Labour says Hunt budget unravelling amid criticism on pensions

Rachel Reeves claimed that Jeremy Hunt’s budget was “unravelling before our eyes” as Labour criticised the chancellor for handing a tax cut to the wealthiest with his pension changes.

In a 20-minute speech in the Commons, the shadow chancellor accused Hunt of offering “a huge handout to the richest 1% of pensions savers” while doing little to alleviate what is forecast to be the biggest living standards crunch since records began.

Speaking during the second day of the budget debate, Reeves said the pension changes, which will eliminate the higher tax rate on pension savings for people who have saved more than £1m, were “the wrong priority, at the wrong time, for the wrong people”.

“Yet again, working people and businesses, the key to our economic success, have been put at the bottom of the pile,” she said. She promised that Labour would reverse the measure if it won the next election.

While Reeves reserved her most vociferous criticism for the pension savings tax cut, she spent much of her time focusing on the Conservatives’ economic legacy after 13 years in government.

“Is anything in Britain working better today than it did when the Conservatives came to office? The answer … is a resounding no,” she said. “This is a government that is struggling to paper over the cracks after their 13 years of neglect and shoddy workmanship.”

Mel Stride, the work and pensions secretary, defended the budget and specifically the pensions savings tax break, arguing that it was the quickest way to make sure doctors were incentivised to stay in their jobs rather than retiring early.

“This policy will mean that thousands upon thousands of additional highly skilled people working in the National Health Service will stay in the National Health Service where we need them as a consequence.”

He highlighted many of the budget proposals that were designed to encourage people back to work, including more support for childcare and changes to benefits to help people with disabilities work more hours.

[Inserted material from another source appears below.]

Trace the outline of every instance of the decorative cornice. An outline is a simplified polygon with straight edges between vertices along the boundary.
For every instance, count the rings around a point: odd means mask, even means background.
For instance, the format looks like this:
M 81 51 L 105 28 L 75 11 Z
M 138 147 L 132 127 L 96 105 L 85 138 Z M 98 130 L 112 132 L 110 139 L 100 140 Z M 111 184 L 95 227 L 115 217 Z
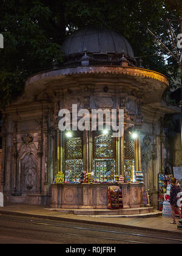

On Wednesday the government scrapped the work capability assessment, which assesses whether a disabled person is fit to work, in a move that Hunt said would make it easier for disabled people to seek employment.

“We on this side will never forget the power of work to change lives, to give to each and every one of us. That vital chance, that gift that employment brings,” Stride said.

Stride defended the budget in a way that the former prime minister Liz Truss presumably would not have done, telling MPs: “Those in the lowest income deciles proportionately benefit the most from the measures in this budget. It is thoroughly progressive.”

That remark drew jeers from the opposition benches, but it also marked a reversal in Tory economic policy, with Truss previously having rejected the idea that a budget should be assessed by its relative effect on each section of the population.

A more free-market defence of the budget came from Jackie Doyle-Price, who was a minister in Truss’s government. She told MPs: “When we make a change to the pension tax regime, we’re not giving money away to the rich, we’re letting them keep more of what they earn, and that’s the right thing to do.”

Other Truss allies had spoken in the budget debate on Wednesday, focusing their criticism on the rise in corporation tax in particular. But on Thursday one Tory MP attacked the budget measures from a very different angle.

George Eustice, the former environment secretary, told the Commons he regretted the focus on boosting subsidies for childcare because it was likely to keep mothers away from their young children.

“The truth is that many mothers and parents return to work because they can’t afford not to, because there is a relentless cultural pressure that suggests they must,” he said. “I think it is actually a sorry state of affairs that our society does not value motherhood more than it does, and that the term ‘stay-at-home mother’ is today almost a derogatory term.”